Portable device for automated diagnosis of refractive errors

 Daryl Lim, Nicholas J. Durr, E. Lage, E. Addalsteinson (Consortium PI)

Grant code: —

Awardee Organization: MIT, New England College of Optometry, CSIC

Public Health Relevance Statement: —

Project Start Date: January 2012

Project End Date: June 2014

Total Funding: 300,000 €

MEDIC Personnel included in the grant / Role: Dr. Eduardo Lage / Investigator / Technical Responsible

Abstract Text: There is a need for reducing the prevalence of visual impairment due to uncorrected refractive errors by increasing accessibility to accurate eye tests.

Uncorrected refractive errors (URE), myopia, hyperopia, astigmatism, are the largest cause of visual impairment globally. It has been estimated that a total of 153 million people suffer from visual impairment due to URE even though significant productivity and quality of life improvements can be gained by treating URE. The tragedy of the situation lies in the high prevalence of visual impairment due to URE despite the fact that treatment for refractive errors, particularly prescription spectacles, is simple and extremely cost-effective. In both developed and developing countries, cost and accessibility of obtaining spectacle prescriptions have been identified as significant barriers to correcting refractive errors. The global shortage of trained refractionists poses major challenges to obtaining accurate spectacle prescriptions because current approaches to measuring refractive correction face a tradeoff between cost and training requirements .

We propose the development of a portable, low-cost device that provides an automatic prescription for refractive correction that is comparable in accuracy and repeatability to state-of-the-art autorefraction. Autorefraction has been shown to provide accurate and precise prescriptions with minimal training requirements. We believe that a device based on wavefront refraction can provide prescriptions clinically equivalent or superior to autorefraction at reduced cost and with increased reliability. By ensuring that only minimal training requirements are needed to provide accurate prescriptions with the device, we expect to reduce accessibility barriers to obtaining refractive correction.

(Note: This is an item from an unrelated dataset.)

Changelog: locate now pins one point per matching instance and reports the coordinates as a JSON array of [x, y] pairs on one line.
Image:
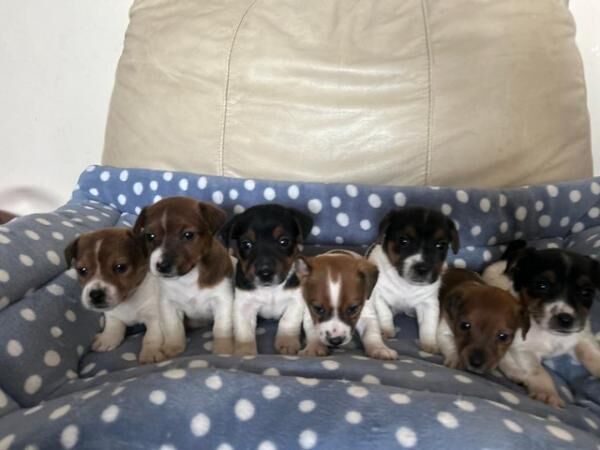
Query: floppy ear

Development of the device will begin with the construction of a bench top system that reproduces the capability of state-of-the-art wavefront refractors using scientific-grade equipment. By substituting scientific-grade equipment with consumer-grade counterparts, we aim to reduce cost, while maintaining clinically equivalent performance (<0.125 diopters difference) through innovative hardware and software engineering. The team assembled for the project possesses the necessary expertise and motivation to construct a robust, portable, low cost (<USD$200) wavefront refractor for achieving our goal of reducing global prevalence of uncorrected refractive errors.